29Consistency of penalty has always been considered as an important principle to be applied by both Hearing Officers and the Commission. The appellant submits that the Hearing Officer ignored three penalty decisions that were particularly apposite and established the range of penalties that should have been considered. In PC Lock v. OPP, Board of Inquiry, January 17, 1995 the officer was found guilty of Discreditable Conduct for giving “differing and inconsistent testimony in court proceedings” and was assessed a penalty of 32 hours forfeiture of pay. In Worthman v. York Regional Police Service, September 23, 2014 the officer was also convicted of Discreditable Conduct when he gave what the court termed “misleading, nonsensical and patently absurd evidence” the penalty was also the forfeiture of 32 hours pay. Finally, in Kennedy v. Ottawa Police Service, January 11, 2016 the officer was found guilty of Discreditable Conduct for providing inaccurate information in court that compromised the prosecution and was given a penalty of the forfeiture of 48 hours pay.

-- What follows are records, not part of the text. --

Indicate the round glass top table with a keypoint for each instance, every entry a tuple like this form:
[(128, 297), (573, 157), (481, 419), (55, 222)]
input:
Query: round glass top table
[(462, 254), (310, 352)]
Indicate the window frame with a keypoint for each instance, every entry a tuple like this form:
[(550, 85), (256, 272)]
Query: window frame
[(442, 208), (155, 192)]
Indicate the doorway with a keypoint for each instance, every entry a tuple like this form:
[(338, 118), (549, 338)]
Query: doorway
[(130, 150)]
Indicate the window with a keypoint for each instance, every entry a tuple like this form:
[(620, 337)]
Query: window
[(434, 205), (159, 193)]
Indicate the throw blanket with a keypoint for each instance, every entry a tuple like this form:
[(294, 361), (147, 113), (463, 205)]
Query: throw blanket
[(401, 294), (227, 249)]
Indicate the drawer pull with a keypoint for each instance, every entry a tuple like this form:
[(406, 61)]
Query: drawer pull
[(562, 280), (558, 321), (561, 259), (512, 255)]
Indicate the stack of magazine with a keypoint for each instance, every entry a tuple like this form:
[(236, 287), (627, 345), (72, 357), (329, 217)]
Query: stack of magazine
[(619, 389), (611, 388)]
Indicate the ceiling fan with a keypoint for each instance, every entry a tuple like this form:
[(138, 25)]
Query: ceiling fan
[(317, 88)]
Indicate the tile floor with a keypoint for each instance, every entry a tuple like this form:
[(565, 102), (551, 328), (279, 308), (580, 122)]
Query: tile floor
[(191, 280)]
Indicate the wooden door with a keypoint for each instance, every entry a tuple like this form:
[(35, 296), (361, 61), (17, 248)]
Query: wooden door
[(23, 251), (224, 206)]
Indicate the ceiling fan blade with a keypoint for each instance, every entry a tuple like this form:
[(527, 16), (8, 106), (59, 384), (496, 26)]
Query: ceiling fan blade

30The respondent notes that the penalties in Worthman and Kennedy were the result of joint submissions and that there are insufficient facts in the report of the Lock decision to understand if it is a useful comparator for consistency purposes.
31The respondent relies in large part on the decision in Mountjoy v. Metropolitan Toronto Police Force, 1989, 6724 (ON CPC) where the Commission upheld a demotion from first class to third class constable, then a yearly progression back to first class for an officer who was convicted of two counts of Discreditable Conduct. One count involved the officer providing false information to investigating officers about a friend of his that was being investigated and the second count related to signing a passport application attesting to having known the applicant for three years when he had not. We don’t view this decision as being especially helpful.
32The ultimate question is whether the penalty imposed was reasonable in all of the circumstances or was it unfit. Rarely are two cases used as precedents before Hearing Officers identical. The 13 factors usually taken into account by Hearing Officers are invariably given different weight in different situations. In this matter, different Hearing Officers may very well have reached a different conclusion. We are not satisfied that the demotion imposed by the Hearing Officer on the appellant was outside the range of reasonable penalties given the nature of the misconduct.
33The appellant’s final submission is that the Hearing Officer failed to apply the sentencing principle of progressive discipline as the only previous discipline on his record was a reprimand. There is no legal principle that requires progressive discipline in every case: Agostino v. Gary Bean Securities LTD., 2015 ONCA 49. The nature of the misconduct must be considered and even a single act of misconduct may be sufficient to warrant dismissal in an extreme situation.
ORDER
34Pursuant to s. 87(8) of the PSA, we confirm the decision of the Hearing Officer.
DATED at Toronto, this 30th day of June, 2020.